Mental health stigma fuelled by lack of understanding, research shows
A LACK of understanding of mental health problems continues to fuel stigma and prevents people from accessing support, according to new research released to mark World Suicide Awareness Day.
More than one-fifth of people surveyed for the research believed those suffering from mental health problems were of below average intelligence, while 31 per cent said they would not willingly accept someone with a mental health problem as a close friend.
A clear majority of people – 62 per cent – said they would discriminate against hiring someone with a history of mental illness on the grounds that they may be unreliable, the research carried out for St Patrick’s Hospital indicates. Some 42 per cent of respondents felt that undergoing treatment for a mental health problem was a sign of personal failure.
Paul Gilligan, chief executive of the hospital, described the findings as disturbing.

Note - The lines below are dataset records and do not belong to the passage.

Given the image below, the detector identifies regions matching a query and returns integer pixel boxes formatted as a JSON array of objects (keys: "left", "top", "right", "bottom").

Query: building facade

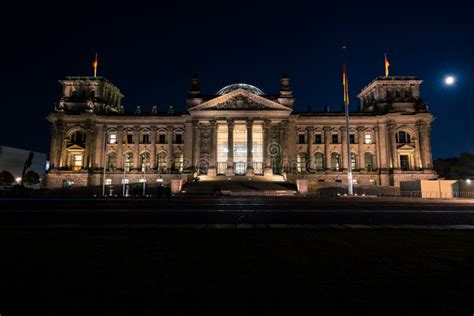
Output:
[{"left": 47, "top": 75, "right": 436, "bottom": 188}]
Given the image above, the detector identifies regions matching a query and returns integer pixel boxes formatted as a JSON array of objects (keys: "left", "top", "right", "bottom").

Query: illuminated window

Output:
[
  {"left": 107, "top": 152, "right": 117, "bottom": 170},
  {"left": 71, "top": 131, "right": 86, "bottom": 146},
  {"left": 298, "top": 134, "right": 306, "bottom": 144},
  {"left": 349, "top": 134, "right": 355, "bottom": 144},
  {"left": 217, "top": 124, "right": 229, "bottom": 174},
  {"left": 351, "top": 153, "right": 357, "bottom": 170},
  {"left": 125, "top": 153, "right": 133, "bottom": 172},
  {"left": 314, "top": 134, "right": 323, "bottom": 144},
  {"left": 252, "top": 124, "right": 263, "bottom": 174},
  {"left": 140, "top": 153, "right": 150, "bottom": 171},
  {"left": 314, "top": 153, "right": 324, "bottom": 171},
  {"left": 109, "top": 133, "right": 117, "bottom": 144},
  {"left": 234, "top": 124, "right": 247, "bottom": 174},
  {"left": 175, "top": 134, "right": 183, "bottom": 144},
  {"left": 364, "top": 153, "right": 374, "bottom": 171},
  {"left": 158, "top": 134, "right": 166, "bottom": 144},
  {"left": 395, "top": 131, "right": 411, "bottom": 144},
  {"left": 365, "top": 134, "right": 372, "bottom": 144},
  {"left": 331, "top": 153, "right": 341, "bottom": 171},
  {"left": 174, "top": 153, "right": 184, "bottom": 172},
  {"left": 296, "top": 153, "right": 306, "bottom": 172},
  {"left": 156, "top": 151, "right": 168, "bottom": 171},
  {"left": 72, "top": 154, "right": 82, "bottom": 171}
]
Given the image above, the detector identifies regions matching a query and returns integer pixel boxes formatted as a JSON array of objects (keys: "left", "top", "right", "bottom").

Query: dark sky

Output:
[{"left": 0, "top": 1, "right": 474, "bottom": 157}]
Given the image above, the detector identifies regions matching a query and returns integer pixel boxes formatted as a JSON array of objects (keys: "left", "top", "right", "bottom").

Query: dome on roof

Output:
[{"left": 216, "top": 83, "right": 265, "bottom": 95}]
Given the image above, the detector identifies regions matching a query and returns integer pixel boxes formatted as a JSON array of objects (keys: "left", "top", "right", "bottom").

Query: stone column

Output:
[
  {"left": 340, "top": 127, "right": 350, "bottom": 170},
  {"left": 280, "top": 121, "right": 290, "bottom": 173},
  {"left": 226, "top": 119, "right": 234, "bottom": 176},
  {"left": 207, "top": 120, "right": 217, "bottom": 177},
  {"left": 133, "top": 126, "right": 142, "bottom": 170},
  {"left": 245, "top": 119, "right": 254, "bottom": 176},
  {"left": 374, "top": 126, "right": 382, "bottom": 170},
  {"left": 150, "top": 126, "right": 157, "bottom": 170},
  {"left": 166, "top": 126, "right": 174, "bottom": 169},
  {"left": 117, "top": 126, "right": 125, "bottom": 169},
  {"left": 356, "top": 126, "right": 365, "bottom": 170},
  {"left": 417, "top": 123, "right": 433, "bottom": 169},
  {"left": 378, "top": 125, "right": 391, "bottom": 170},
  {"left": 193, "top": 120, "right": 201, "bottom": 171},
  {"left": 323, "top": 126, "right": 331, "bottom": 170},
  {"left": 306, "top": 126, "right": 314, "bottom": 171},
  {"left": 387, "top": 123, "right": 399, "bottom": 169},
  {"left": 263, "top": 120, "right": 273, "bottom": 176}
]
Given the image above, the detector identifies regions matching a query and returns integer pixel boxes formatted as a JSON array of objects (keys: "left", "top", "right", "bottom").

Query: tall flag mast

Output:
[
  {"left": 342, "top": 46, "right": 354, "bottom": 195},
  {"left": 92, "top": 53, "right": 99, "bottom": 78}
]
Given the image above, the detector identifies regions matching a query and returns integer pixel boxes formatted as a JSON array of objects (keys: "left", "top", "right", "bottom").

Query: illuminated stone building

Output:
[{"left": 47, "top": 75, "right": 436, "bottom": 188}]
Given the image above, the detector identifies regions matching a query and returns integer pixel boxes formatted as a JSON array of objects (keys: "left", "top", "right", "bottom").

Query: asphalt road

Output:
[{"left": 0, "top": 197, "right": 474, "bottom": 229}]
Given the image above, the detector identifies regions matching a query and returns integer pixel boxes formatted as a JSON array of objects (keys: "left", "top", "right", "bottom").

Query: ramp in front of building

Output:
[{"left": 183, "top": 177, "right": 297, "bottom": 197}]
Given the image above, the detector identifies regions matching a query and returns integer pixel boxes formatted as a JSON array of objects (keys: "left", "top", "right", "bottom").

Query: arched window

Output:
[
  {"left": 314, "top": 153, "right": 324, "bottom": 171},
  {"left": 174, "top": 152, "right": 184, "bottom": 172},
  {"left": 351, "top": 153, "right": 357, "bottom": 170},
  {"left": 70, "top": 130, "right": 86, "bottom": 147},
  {"left": 125, "top": 153, "right": 133, "bottom": 171},
  {"left": 331, "top": 153, "right": 341, "bottom": 171},
  {"left": 140, "top": 152, "right": 150, "bottom": 171},
  {"left": 296, "top": 153, "right": 306, "bottom": 172},
  {"left": 107, "top": 152, "right": 117, "bottom": 170},
  {"left": 364, "top": 153, "right": 374, "bottom": 171},
  {"left": 156, "top": 151, "right": 168, "bottom": 171},
  {"left": 395, "top": 131, "right": 411, "bottom": 144}
]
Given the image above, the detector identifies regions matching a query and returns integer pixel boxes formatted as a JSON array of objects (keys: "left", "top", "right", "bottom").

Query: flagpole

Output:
[{"left": 343, "top": 46, "right": 354, "bottom": 195}]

“These figures highlight the critical requirement to reduce stigma and barriers to accessing mental healthcare. It’s also essential that those looking for help are provided with adequate high-quality services that they can trust in.”
He pointed to figures from the World Health Organisation which show that about one million people die by suicide each year, or about one death by suicide every 40 seconds.
To improve levels of mental health literacy in the population, the hospital is beginning a series of free information evenings for families and carers, beginning today at 6.30pm.
A number of events were held yesterday to mark World Suicide Awareness Day, including an open air Mass in Dundalk and candle-light vigils in Drogheda, Navan, Cavan, Carrickmacross, Ardee and Bailieborough.
In Ireland last year, 525 people took their own lives, up from 486 in 2010. It is estimated that for every person who takes his or her own life, 20 may attempt to kill themselves.